No era la primera vez que se enamoraba de unos ojos. En una ocasión había viajado a Francia haciendo autostop por perseguir los ojos casi negros de una mulata. Pero entonces era muy joven. Ahora no tenía edad para hacer esas tonterías.

Eso, al menos, quería creer.

Gabriel recordó su papel. Bajando el tono de su voz para hacerla más solemne, respondió:

– Depende de lo que traigas contigo, Iris. Pronto lo descubriremos. ¿Es tu primera vez?

Ella juntó las palmas, refugió las manos entre sus piernas y, encogiendo un poco el cuello, asintió con la barbilla.

Gabriel sacó el mazo y se lo tendió a Iris. Sus dedos se rozaron un instante, y se le aceleró el pulso.

«Esto es un negocio», se recordó. «Sólo un negocio».

– Por favor, baraja las cartas lentamente y piensa en las cosas que más te importan.

Tras barajar el mazo, Iris se lo devolvió. Gabriel repartió las cartas en tres montones, el pasado, el presente y el futuro, mientras observaba a la joven.

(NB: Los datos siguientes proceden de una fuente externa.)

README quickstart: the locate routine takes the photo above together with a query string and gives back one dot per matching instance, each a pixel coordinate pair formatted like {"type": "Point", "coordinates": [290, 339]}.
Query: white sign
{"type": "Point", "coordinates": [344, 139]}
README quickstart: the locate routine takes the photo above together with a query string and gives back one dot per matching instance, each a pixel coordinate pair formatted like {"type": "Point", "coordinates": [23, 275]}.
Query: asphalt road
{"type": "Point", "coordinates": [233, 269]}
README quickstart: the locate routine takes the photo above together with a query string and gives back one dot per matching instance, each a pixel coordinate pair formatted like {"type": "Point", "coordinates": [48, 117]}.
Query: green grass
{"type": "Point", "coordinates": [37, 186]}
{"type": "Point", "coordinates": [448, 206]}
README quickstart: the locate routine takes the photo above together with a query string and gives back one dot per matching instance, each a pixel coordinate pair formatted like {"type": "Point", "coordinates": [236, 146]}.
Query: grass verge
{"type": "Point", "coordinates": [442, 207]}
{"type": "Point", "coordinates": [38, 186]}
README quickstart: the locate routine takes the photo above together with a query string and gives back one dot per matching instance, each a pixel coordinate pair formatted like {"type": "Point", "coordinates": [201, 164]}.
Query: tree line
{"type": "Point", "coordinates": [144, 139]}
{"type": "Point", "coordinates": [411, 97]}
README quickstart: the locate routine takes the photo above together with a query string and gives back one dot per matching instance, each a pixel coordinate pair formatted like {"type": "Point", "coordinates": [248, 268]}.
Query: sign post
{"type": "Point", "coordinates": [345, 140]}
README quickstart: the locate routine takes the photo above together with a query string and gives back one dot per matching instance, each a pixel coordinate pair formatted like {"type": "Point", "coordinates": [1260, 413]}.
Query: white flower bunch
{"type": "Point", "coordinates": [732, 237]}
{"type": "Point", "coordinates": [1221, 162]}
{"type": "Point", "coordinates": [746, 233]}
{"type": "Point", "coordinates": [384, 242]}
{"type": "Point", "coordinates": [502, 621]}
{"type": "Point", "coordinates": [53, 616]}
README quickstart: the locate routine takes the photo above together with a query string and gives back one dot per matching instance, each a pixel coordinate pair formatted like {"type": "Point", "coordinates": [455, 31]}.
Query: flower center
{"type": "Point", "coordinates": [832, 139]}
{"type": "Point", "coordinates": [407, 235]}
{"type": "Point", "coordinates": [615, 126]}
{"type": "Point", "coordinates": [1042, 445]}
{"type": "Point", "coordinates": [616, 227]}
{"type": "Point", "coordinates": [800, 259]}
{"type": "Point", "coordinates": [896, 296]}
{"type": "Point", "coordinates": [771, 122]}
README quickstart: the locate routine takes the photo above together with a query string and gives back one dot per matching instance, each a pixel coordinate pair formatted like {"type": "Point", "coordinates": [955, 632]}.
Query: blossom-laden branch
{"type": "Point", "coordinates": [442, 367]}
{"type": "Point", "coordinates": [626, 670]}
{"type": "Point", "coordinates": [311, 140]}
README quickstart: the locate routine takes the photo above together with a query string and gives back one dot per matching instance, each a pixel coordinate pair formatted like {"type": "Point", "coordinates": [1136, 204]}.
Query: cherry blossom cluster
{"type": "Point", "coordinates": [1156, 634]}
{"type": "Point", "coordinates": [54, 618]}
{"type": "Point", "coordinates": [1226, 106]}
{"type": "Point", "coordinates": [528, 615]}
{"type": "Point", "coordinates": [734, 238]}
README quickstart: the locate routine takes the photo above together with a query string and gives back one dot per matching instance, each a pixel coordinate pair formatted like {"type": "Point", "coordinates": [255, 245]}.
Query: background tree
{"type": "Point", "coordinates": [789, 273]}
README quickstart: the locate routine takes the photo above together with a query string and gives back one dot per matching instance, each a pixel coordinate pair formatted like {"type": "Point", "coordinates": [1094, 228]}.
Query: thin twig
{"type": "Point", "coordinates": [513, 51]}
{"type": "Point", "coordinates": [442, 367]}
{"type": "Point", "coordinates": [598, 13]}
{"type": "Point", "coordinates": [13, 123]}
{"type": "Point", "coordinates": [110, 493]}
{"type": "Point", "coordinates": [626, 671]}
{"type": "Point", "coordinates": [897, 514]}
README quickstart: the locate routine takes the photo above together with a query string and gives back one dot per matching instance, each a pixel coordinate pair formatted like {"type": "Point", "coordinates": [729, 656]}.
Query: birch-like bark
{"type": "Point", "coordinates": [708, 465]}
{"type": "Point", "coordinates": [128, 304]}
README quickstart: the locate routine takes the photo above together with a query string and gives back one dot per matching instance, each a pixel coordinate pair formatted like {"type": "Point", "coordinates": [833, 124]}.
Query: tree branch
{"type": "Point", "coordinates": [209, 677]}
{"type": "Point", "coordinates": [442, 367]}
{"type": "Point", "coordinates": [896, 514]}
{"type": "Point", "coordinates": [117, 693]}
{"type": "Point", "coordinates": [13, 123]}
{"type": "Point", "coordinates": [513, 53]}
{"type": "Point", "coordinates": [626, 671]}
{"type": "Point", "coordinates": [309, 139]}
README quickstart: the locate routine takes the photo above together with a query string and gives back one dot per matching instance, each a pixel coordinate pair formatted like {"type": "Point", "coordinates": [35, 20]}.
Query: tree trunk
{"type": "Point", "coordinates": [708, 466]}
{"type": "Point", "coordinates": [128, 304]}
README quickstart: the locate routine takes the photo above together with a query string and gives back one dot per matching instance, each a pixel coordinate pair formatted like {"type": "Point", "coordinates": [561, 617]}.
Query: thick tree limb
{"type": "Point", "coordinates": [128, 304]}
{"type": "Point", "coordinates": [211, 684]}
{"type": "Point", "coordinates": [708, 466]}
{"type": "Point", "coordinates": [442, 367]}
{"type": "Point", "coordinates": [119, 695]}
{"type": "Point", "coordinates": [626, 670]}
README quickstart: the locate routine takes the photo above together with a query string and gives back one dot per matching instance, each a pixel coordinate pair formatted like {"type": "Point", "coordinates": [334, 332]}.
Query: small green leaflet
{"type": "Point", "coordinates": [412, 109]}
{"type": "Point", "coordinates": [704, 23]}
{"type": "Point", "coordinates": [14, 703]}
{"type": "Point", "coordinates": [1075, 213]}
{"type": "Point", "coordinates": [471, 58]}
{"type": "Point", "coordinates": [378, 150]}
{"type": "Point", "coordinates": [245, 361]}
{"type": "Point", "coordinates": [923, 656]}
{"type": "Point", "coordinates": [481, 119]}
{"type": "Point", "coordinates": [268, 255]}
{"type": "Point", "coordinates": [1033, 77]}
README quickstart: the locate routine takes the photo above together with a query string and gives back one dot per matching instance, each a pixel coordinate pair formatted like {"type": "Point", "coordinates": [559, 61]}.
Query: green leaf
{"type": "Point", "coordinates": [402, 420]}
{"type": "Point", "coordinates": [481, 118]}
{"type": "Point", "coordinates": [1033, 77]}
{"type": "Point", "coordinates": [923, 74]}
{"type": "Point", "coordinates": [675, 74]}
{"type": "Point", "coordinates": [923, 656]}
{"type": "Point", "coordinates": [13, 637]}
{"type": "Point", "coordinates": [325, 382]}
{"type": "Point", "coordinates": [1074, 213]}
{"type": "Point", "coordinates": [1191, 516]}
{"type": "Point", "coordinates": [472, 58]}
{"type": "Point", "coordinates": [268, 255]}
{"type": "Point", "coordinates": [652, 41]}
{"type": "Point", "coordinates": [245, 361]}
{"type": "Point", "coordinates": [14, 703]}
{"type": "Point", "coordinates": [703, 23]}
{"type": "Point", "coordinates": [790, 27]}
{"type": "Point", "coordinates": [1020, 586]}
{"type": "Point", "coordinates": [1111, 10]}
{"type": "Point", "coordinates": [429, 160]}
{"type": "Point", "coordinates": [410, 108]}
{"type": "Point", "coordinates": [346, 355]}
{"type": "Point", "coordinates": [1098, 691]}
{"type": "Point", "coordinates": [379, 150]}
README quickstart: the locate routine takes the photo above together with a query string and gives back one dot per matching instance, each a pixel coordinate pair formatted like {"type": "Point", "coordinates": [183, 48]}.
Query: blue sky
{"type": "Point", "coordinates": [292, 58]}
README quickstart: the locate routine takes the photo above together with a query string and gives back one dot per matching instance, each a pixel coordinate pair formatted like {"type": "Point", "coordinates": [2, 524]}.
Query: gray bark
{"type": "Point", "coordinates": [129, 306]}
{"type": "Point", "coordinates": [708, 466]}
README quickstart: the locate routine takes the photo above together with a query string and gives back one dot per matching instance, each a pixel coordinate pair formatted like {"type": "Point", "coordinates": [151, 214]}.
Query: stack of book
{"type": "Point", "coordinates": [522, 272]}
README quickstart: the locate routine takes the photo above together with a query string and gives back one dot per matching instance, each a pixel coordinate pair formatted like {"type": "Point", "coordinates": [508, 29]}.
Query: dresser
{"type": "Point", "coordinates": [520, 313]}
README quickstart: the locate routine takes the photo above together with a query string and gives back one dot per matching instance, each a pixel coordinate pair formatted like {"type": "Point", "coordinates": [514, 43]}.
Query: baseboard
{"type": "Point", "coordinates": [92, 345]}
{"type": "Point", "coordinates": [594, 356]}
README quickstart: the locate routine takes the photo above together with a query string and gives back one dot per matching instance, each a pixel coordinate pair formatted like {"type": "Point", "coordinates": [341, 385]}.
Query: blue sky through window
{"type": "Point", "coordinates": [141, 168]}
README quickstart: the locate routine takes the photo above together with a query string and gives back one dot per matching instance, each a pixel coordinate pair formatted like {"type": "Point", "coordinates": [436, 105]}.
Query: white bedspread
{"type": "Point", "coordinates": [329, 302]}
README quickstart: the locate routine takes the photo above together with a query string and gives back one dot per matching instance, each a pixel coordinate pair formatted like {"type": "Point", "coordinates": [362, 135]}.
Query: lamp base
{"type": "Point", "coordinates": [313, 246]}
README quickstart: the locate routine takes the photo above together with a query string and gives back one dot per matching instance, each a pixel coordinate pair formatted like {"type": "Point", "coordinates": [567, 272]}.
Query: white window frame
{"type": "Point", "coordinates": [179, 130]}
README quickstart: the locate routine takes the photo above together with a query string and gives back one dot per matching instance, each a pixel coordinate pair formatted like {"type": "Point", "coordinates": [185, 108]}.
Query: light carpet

Empezó por la primera carta del mazo del pasado. Era el cinco de bastos.

– Una carta reveladora. Te sientes dividida. En tu pasado hay dos raíces contradictorias que pugnan entre sí por tu espíritu. -Gabriel jugaba casi sobre seguro, convencido de que ella era hija de padre español. Sin embargo, llevaba el apellido de su madre. Allí debía existir un conflicto, soterrado o no-. ¿Lo que te he dicho significa algo para ti?

Iris asintió. Gabriel observó que tenía un labio inferior adorable. Sus mejillas eran altas, de huesos elegantes. Aquel rostro era hermoso por su propia estructura y lo seguiría siendo dentro de muchos años.

Por no hablar de aquellos ojos de zafiro.